In order to overcome this problem, we test whether the first \(\ell\) autocorrelations are significantly different from what would be expected from a white noise process. A test for a group of autocorrelations is called a **portmanteau test**, from a French word describing a suitcase containing a number of items.

One such test is the **Box-Pierce test**, based on the following statistic
\[
Q = T \sum_{k=1}^\ell r_k^2,
\]
where \(\ell\) is the maximum lag being considered and \(T\) is the number of observations. If each \(r_k\) is close to zero, then \(Q\) will be small. If some \(r_k\) values are large (positive or negative), then \(Q\) will be large. We suggest using \(\ell=10\) for non-seasonal data and \(\ell=2m\) for seasonal data, where \(m\) is the period of seasonality. However, the test is not good when \(\ell\) is large, so if these values are larger than \(T/5\), then use \(\ell=T/5\)

A related (and more accurate) test is the **Ljung-Box test**, based on
\[
Q^* = T(T+2) \sum_{k=1}^\ell (T-k)^{-1}r_k^2.
\]

Again, large values of \(Q^*\) suggest that the autocorrelations do not come from a white noise series.

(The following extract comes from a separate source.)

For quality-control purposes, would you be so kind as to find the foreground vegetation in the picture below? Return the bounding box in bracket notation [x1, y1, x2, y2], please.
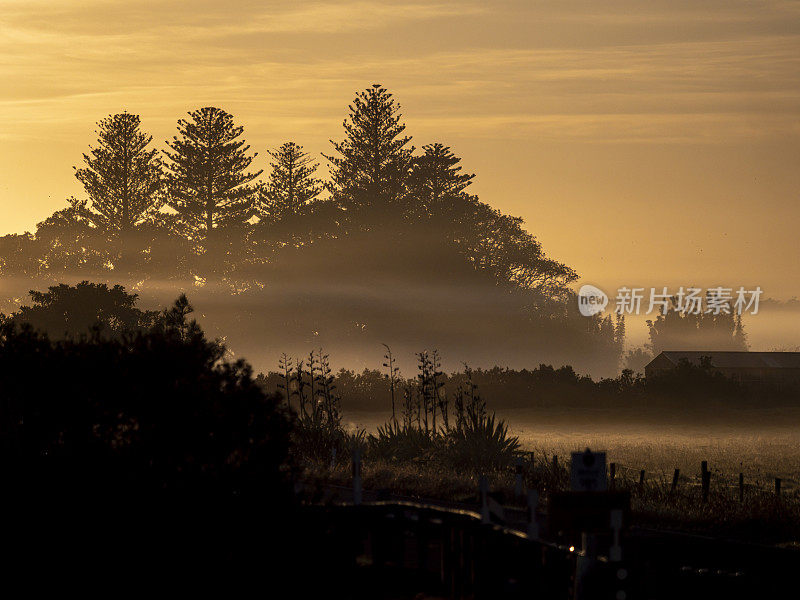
[276, 352, 800, 545]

How large is too large? If the autocorrelations did come from a white noise series, then both \(Q\) and \(Q^*\) would have a \(\chi^2\) distribution with \((\ell - K)\) degrees of freedom, where \(K\) is the number of parameters in the model. If they are calculated from raw data (rather than the residuals from a model), then set \(K=0\).

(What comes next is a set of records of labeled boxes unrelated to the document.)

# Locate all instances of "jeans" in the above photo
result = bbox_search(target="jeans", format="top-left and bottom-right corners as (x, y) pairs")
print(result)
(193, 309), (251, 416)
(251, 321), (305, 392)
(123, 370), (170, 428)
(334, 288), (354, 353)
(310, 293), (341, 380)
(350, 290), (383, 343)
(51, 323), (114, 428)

For the Google stock price example, the naïve model has no parameters, so \(K=0\) in that case also.

```
# lag=h and fitdf=K
aug %>% features(.resid, box_pierce, lag=10, dof=0)
#> # A tibble: 1 x 4
#> Symbol .model bp_stat bp_pvalue
#> <chr> <chr> <dbl> <dbl>
#> 1 GOOG NAIVE(Close) 7.74 0.654
aug %>% features(.resid, ljung_box, lag=10, dof=0)
#> # A tibble: 1 x 4
#> Symbol .model lb_stat lb_pvalue
#> <chr> <chr> <dbl> <dbl>
#> 1 GOOG NAIVE(Close) 7.91 0.637
```

For both \(Q\) and \(Q^*\), the results are not significant (i.e., the \(p\)-values are relatively large). Thus, we can conclude that the residuals are not distinguishable from a white noise series.

An alternative simple approach that may be appropriate for forecasting the Google daily closing stock price is the drift method. The `tidy()`

function shows the one estimated parameter, the drift coefficient, measuring the average daily change observed in the historical data.

```
fit <- google_2015 %>% model(RW(Close~drift()))
fit %>% tidy()
#> # A tibble: 1 x 7
#> Symbol .model term estimate std.error statistic p.value
#> <chr> <chr> <chr> <dbl> <dbl> <dbl> <dbl>
#> 1 GOOG RW(Close ~ drift()) b 0.944 0.705 1.34 0.182
```

Applying the Ljung-Box test, we set \(K=1\) to account for the estimated parameter.

```
augment(fit) %>% features(.resid, ljung_box, lag=10, dof=1)
#> # A tibble: 1 x 4
#> Symbol .model lb_stat lb_pvalue
#> <chr> <chr> <dbl> <dbl>
#> 1 GOOG RW(Close ~ drift()) 7.91 0.543
```

As with the naïve approach, the residuals from the drift method are indistinguishable from a white noise series.